A fuga do meu eu
Alguma vez, em meio à correria que preenche cada dia (de
cada mês e de cada ano) de nossas vidas, nos raros momentos de “respiro”, você
se perguntou o que fazer com o tempo livre? Por “correria” não me refiro apenas
ao trabalho ou ao estudo, mas igualmente aos lazeres. Quando não nos ocupamos
com nossas obrigações, logo procuramos estar com alguém. Se não estamos com
alguém, por sua vez, procuramos algo para assistir ou para ler, ou praticamos
algum esporte. O lazer acaba fazendo parte da correria, porque nós mesmos o
colocamos nesse lugar.
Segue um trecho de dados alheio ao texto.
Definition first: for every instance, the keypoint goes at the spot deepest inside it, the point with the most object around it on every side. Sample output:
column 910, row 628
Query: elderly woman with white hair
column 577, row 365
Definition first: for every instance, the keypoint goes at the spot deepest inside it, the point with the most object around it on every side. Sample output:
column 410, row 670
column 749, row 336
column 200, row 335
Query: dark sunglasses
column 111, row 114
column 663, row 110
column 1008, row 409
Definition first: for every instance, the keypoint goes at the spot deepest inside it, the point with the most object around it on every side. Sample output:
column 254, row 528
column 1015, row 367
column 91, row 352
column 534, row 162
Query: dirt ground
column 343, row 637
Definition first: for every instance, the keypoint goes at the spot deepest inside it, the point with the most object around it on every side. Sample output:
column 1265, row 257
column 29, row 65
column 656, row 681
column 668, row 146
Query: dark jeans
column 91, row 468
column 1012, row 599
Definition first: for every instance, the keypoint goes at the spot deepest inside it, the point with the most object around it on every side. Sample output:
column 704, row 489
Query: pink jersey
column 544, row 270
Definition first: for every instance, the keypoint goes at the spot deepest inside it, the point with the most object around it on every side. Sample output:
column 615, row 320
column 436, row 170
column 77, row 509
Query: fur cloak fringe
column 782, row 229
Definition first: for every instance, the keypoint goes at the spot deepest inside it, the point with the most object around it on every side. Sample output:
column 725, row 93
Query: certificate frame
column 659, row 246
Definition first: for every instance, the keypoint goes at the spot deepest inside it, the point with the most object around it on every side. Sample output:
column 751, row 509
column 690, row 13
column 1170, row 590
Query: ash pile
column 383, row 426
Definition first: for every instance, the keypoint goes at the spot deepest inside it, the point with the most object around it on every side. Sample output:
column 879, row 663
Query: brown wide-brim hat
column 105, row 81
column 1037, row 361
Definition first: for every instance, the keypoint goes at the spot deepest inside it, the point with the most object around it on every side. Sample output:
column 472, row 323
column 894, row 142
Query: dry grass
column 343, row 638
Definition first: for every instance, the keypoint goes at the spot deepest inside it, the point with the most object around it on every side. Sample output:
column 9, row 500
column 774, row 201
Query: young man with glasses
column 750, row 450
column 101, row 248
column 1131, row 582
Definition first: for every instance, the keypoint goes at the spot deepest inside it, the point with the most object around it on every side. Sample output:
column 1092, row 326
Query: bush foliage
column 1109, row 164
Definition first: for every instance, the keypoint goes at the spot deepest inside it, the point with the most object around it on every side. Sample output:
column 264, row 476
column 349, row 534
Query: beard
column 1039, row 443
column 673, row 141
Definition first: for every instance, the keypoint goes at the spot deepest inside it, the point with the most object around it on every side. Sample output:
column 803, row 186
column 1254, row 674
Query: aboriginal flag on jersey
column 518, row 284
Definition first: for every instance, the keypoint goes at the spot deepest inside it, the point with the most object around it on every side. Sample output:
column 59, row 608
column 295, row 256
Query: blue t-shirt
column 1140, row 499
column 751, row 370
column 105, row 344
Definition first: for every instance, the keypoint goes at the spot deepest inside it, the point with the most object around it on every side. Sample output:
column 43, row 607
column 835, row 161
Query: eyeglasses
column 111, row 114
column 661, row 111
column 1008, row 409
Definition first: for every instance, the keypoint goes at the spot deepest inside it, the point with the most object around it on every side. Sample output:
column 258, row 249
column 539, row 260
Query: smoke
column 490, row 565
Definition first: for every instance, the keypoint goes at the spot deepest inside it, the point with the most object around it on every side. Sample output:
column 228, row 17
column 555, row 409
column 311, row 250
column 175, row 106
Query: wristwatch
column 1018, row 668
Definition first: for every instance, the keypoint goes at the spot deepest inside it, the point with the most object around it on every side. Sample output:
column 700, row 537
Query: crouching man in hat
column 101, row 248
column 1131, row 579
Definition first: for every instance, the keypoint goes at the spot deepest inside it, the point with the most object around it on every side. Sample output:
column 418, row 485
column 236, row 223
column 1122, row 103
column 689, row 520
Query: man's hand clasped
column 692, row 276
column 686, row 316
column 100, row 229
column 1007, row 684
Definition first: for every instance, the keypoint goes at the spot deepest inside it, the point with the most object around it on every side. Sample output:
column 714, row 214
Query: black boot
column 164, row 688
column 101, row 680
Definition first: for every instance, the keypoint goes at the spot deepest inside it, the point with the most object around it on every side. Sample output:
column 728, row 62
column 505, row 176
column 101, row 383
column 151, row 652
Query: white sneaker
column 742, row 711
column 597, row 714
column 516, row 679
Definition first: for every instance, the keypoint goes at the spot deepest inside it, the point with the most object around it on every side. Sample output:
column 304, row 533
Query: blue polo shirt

Nossas gerações, mais do que as de séculos anteriores,
cresceram acostumadas a criar e buscar ocupações que nos impeçam de pensar em
nós mesmos de forma menos superficial. A correria que se atribuiria apenas às
“obrigações” estende-se também ao pão e circo.
É de comum conhecimento que a expressão “pão e circo” nasceu
da Roma antiga, quando os imperadores controlavam a plebe através da distração
do pão e dos espetáculos no coliseu. O conceito transcende a sua época de nascimento
de forma a permanecer aplicável aos dias de hoje. É muito comum, por exemplo,
atribuir essa ideia ao futebol, que distrai as massas dos reais problemas do
país. Seu significado, porém, pode ser estendido aos lazeres como um todo.
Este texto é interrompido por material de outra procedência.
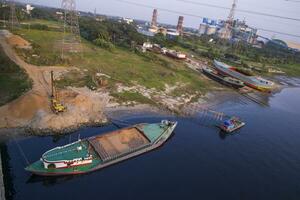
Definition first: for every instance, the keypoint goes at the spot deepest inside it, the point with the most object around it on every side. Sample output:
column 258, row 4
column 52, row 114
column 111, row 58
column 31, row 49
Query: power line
column 196, row 16
column 240, row 10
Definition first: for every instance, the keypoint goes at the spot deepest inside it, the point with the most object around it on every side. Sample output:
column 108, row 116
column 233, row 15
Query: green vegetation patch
column 132, row 96
column 13, row 80
column 122, row 64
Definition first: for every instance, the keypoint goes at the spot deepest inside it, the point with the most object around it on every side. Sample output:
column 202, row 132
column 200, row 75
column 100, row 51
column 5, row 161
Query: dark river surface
column 260, row 161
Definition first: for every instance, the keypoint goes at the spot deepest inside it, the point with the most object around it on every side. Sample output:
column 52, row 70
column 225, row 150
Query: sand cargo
column 102, row 150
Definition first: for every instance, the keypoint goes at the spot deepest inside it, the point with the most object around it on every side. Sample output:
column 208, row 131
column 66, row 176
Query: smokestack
column 180, row 25
column 154, row 18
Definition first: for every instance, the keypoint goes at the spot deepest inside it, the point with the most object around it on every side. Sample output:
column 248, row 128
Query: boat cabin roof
column 68, row 152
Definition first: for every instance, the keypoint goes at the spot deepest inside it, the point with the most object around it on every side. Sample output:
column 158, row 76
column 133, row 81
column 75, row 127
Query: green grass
column 13, row 80
column 132, row 96
column 150, row 70
column 290, row 69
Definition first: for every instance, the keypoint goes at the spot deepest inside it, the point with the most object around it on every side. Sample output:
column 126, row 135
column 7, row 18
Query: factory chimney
column 154, row 18
column 180, row 25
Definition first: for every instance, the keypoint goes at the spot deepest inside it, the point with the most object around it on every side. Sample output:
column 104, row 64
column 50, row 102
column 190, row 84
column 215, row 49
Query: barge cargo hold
column 225, row 80
column 257, row 83
column 100, row 151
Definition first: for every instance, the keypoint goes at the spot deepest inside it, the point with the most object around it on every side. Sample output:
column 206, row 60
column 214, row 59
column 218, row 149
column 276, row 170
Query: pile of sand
column 83, row 107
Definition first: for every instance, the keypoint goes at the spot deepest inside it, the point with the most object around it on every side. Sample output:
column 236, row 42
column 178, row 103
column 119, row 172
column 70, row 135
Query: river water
column 260, row 161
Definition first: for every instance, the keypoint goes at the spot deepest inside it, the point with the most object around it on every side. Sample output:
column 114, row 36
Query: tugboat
column 231, row 125
column 225, row 80
column 102, row 150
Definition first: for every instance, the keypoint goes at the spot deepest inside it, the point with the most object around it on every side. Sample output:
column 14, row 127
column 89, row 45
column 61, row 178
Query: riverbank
column 209, row 156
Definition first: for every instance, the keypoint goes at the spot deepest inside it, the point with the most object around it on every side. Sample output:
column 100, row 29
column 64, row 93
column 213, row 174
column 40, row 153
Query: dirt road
column 32, row 110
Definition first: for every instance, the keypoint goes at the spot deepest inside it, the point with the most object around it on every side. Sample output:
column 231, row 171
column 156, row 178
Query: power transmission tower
column 226, row 32
column 13, row 20
column 71, row 37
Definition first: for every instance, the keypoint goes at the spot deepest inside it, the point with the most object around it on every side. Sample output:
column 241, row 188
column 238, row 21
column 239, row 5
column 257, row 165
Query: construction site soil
column 32, row 110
Qualquer um que pense no lazer como uma diversão em si mesma, está se
enganando, uma vez que a sua função é a de ocupar o tempo quando não estamos
cumprindo nossos deveres. Evidentemente que (pelo próprio conceito de lazer)
essa ocupação se dá de forma boa e divertida, mas não por isso deixa de ser um
preenchimento da lacuna criada pelo momento de ócio.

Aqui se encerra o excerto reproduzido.